Und in einem DB Manager funktioniert die Abfrage so?


----------



## Gast (20. Dez 2006)

Jap es ging schon mal.
Da machte ich es mit Statement anstatt mit PreparedStatement.

und anstatt conn.prepareStatement(sql) mit
conn.createStatement.

Aber da schaffte ich es nicht abzufragen ob der Datensatz erfolgreich geschrieben wurde.


----------



## The_S (20. Dez 2006)

Statement wirft ebenfalls eine Exception wenn deine Abfrage einen Fehler verursacht hat


----------



## Gast (20. Dez 2006)

Ich bekomm aber keine.
Wenn ich nach dem schreiben prüfe, fehlen immer ein bis zwei Datensätze.


----------



## The_S (20. Dez 2006)

Dann liegt der Fehler aber in der Datenbank und nicht an der Java-Schnittstelle.


----------



## Gast (20. Dez 2006)

Ich benutze SQLite


----------



## bronks (20. Dez 2006)

Gast hat gesagt.:
			
		

> Ich bekomm aber keine.
> Wenn ich nach dem schreiben prüfe, fehlen immer ein bis zwei Datensätze.
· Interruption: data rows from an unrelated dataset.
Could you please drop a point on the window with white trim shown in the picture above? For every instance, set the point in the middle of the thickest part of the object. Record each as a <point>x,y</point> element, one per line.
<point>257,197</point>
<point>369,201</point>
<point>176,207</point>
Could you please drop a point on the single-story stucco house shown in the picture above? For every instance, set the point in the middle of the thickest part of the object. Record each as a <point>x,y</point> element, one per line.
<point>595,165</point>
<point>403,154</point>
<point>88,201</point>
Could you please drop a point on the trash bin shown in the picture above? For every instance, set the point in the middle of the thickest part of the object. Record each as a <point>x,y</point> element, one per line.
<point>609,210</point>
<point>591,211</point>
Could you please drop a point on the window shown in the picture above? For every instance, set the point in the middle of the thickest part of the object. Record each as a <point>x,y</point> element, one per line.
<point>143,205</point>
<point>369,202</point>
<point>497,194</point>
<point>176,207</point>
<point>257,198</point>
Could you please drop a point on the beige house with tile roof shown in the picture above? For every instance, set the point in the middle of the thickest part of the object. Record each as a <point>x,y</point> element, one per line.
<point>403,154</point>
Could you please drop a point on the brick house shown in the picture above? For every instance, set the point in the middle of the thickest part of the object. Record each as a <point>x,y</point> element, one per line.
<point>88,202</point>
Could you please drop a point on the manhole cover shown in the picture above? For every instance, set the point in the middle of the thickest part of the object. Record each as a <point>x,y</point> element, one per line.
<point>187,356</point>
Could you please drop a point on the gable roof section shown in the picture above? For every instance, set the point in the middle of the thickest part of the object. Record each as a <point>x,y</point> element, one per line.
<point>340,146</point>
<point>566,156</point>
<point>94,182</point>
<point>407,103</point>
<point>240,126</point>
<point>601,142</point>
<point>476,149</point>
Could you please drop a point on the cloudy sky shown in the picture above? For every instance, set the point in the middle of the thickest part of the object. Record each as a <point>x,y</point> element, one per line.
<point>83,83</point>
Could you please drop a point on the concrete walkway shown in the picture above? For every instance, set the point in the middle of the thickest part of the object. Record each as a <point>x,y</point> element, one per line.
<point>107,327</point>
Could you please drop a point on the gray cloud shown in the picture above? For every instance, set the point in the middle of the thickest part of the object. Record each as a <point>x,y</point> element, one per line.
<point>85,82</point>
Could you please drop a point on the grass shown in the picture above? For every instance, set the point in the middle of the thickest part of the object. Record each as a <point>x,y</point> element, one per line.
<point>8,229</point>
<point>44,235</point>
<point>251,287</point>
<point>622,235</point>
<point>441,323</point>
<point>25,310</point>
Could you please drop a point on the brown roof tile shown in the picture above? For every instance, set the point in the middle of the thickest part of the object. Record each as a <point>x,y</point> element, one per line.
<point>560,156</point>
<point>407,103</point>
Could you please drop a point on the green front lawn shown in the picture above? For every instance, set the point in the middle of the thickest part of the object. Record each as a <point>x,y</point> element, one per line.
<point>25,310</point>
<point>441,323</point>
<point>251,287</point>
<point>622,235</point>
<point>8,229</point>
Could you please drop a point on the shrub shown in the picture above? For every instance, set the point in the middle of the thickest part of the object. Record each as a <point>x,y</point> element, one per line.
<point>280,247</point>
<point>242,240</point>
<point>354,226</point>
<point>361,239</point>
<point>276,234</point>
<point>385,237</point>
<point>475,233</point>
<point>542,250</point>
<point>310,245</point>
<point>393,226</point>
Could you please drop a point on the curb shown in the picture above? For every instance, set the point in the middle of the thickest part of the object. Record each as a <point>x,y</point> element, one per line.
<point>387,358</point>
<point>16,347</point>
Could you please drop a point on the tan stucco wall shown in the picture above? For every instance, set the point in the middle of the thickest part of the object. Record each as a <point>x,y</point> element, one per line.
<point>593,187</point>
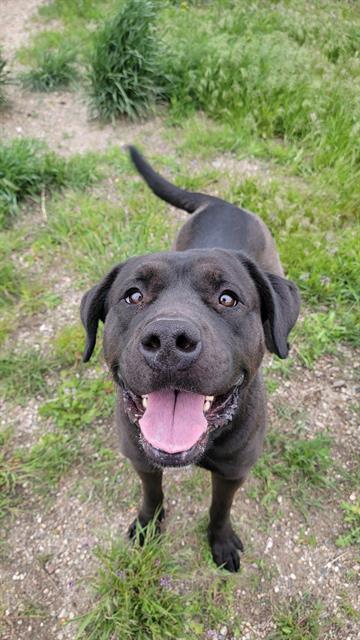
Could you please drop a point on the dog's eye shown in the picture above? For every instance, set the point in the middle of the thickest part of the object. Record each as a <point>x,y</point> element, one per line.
<point>133,296</point>
<point>228,299</point>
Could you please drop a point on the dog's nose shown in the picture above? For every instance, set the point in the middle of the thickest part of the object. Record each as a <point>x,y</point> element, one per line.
<point>170,344</point>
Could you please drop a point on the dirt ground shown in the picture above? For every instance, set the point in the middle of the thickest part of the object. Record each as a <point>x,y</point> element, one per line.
<point>48,553</point>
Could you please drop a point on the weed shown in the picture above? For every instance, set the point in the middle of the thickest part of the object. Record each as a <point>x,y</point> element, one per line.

Du verwendest in Deinem Code das PreparedStatement falsch bzw. Du willst sicher ein einfaches Statement verwenden?


----------



## SammY (21. Dez 2006)

Das hatte ich eh vorher so.
Hab  ich aber eh schon vorher geschrieben.
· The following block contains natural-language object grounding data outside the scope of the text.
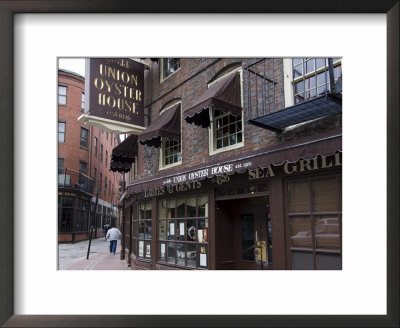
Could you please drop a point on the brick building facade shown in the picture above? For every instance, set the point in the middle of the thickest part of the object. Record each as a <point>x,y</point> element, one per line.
<point>244,171</point>
<point>84,154</point>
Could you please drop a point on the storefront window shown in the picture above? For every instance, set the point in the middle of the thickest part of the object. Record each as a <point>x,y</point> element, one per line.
<point>144,230</point>
<point>314,214</point>
<point>183,231</point>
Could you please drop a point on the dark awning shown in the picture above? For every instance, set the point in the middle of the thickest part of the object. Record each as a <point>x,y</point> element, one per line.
<point>167,125</point>
<point>124,154</point>
<point>224,96</point>
<point>303,112</point>
<point>325,144</point>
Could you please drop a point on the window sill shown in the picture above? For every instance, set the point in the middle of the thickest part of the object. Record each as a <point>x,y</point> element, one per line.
<point>163,79</point>
<point>161,168</point>
<point>221,150</point>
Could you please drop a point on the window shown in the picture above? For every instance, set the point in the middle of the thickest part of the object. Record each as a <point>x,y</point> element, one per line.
<point>311,77</point>
<point>169,66</point>
<point>62,95</point>
<point>82,167</point>
<point>226,131</point>
<point>61,131</point>
<point>95,146</point>
<point>83,102</point>
<point>84,137</point>
<point>60,165</point>
<point>315,223</point>
<point>143,230</point>
<point>183,231</point>
<point>170,152</point>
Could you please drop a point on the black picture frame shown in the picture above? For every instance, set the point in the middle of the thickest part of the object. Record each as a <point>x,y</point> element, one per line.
<point>7,196</point>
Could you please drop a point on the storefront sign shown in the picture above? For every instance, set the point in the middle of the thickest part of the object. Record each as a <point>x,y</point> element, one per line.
<point>161,191</point>
<point>303,165</point>
<point>114,90</point>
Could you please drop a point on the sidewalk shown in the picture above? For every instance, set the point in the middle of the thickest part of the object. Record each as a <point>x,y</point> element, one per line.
<point>73,256</point>
<point>101,261</point>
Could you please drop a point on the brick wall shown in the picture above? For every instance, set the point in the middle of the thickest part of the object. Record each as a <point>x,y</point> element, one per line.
<point>71,150</point>
<point>188,84</point>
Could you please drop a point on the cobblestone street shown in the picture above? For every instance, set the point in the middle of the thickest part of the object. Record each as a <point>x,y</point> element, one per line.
<point>73,256</point>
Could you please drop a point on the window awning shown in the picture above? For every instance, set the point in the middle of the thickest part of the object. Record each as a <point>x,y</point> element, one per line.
<point>224,96</point>
<point>124,154</point>
<point>325,144</point>
<point>310,110</point>
<point>167,125</point>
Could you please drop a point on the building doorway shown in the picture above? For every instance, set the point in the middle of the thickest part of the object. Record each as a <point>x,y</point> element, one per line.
<point>243,234</point>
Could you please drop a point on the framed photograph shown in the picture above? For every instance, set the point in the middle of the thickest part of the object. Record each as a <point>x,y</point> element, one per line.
<point>33,35</point>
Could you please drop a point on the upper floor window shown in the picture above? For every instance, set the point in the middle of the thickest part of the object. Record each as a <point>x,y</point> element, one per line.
<point>311,77</point>
<point>82,167</point>
<point>60,165</point>
<point>83,102</point>
<point>84,137</point>
<point>95,146</point>
<point>226,129</point>
<point>62,95</point>
<point>170,152</point>
<point>169,66</point>
<point>61,131</point>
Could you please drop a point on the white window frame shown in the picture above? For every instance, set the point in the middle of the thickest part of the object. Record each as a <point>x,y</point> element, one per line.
<point>161,165</point>
<point>212,147</point>
<point>58,94</point>
<point>289,81</point>
<point>162,77</point>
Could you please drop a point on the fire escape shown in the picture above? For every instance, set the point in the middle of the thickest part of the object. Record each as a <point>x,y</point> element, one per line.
<point>313,96</point>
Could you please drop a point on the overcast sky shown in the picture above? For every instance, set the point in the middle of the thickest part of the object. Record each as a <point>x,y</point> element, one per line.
<point>76,65</point>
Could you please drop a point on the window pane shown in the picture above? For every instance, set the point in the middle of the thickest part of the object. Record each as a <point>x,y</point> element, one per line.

Aber da gehts nicht das ich prüfen kann ob der Datensatz erfolgreich geschrieben wurde.


----------



## Caffè Latte (21. Dez 2006)

Hi,

sollte das INSERT nicht gehen, meckert das Datenbanksystem. Das merkst du dann anhand einer Exception. Sagt die Datenbank nichts und das INSERT wird nicht oder nicht richtig ausgeführt liegt der Fehler bei dir.

Lass dir doch einfach das SQL-Statement ausgeben, kopiere es in deinen DB-Manager und schau ob es so geht.


----------



## SammY (22. Dez 2006)

Das Problem dabei ist, dass ich 1000 einträge in ner schleife in die DB schreiben lasse. Dann müsste ich ja die 1000 per hand hinein kopieren und das würde dauern.


----------



## Caffè Latte (22. Dez 2006)

Hi,

für das Debuggen würde ich nicht mit 1000 Datensätzen beginnen sondern mit 10. Wenn das dann soweit läuft kann man an die 1000 gehen. Dazu würde es reichen nur die SQL-Statements (auf der Konsole) ausgeben zu lassen und nur visuell zu prüfen. Meist sieht man dann schon Unregelmäßigkeiten.

Und wenn du schon so viele Inserts machst würde ich wieder  Prepared Statements nutzen. Dann aber richtig und das SQL-Statement nicht durch String-Operationen zusammenbasteln sondern "echte Parameter" zu nutzen.

Ich kenne jetzt deine Umgebung nicht. Aber jede bessere IDE hat einen Debug-Modus. Wenn du Pech hast und den Fehler sonst nicht findest, musst du in diesem Modus eben in allen 1000 Schleifendurchläufe die Variablenwerte prüfen.


----------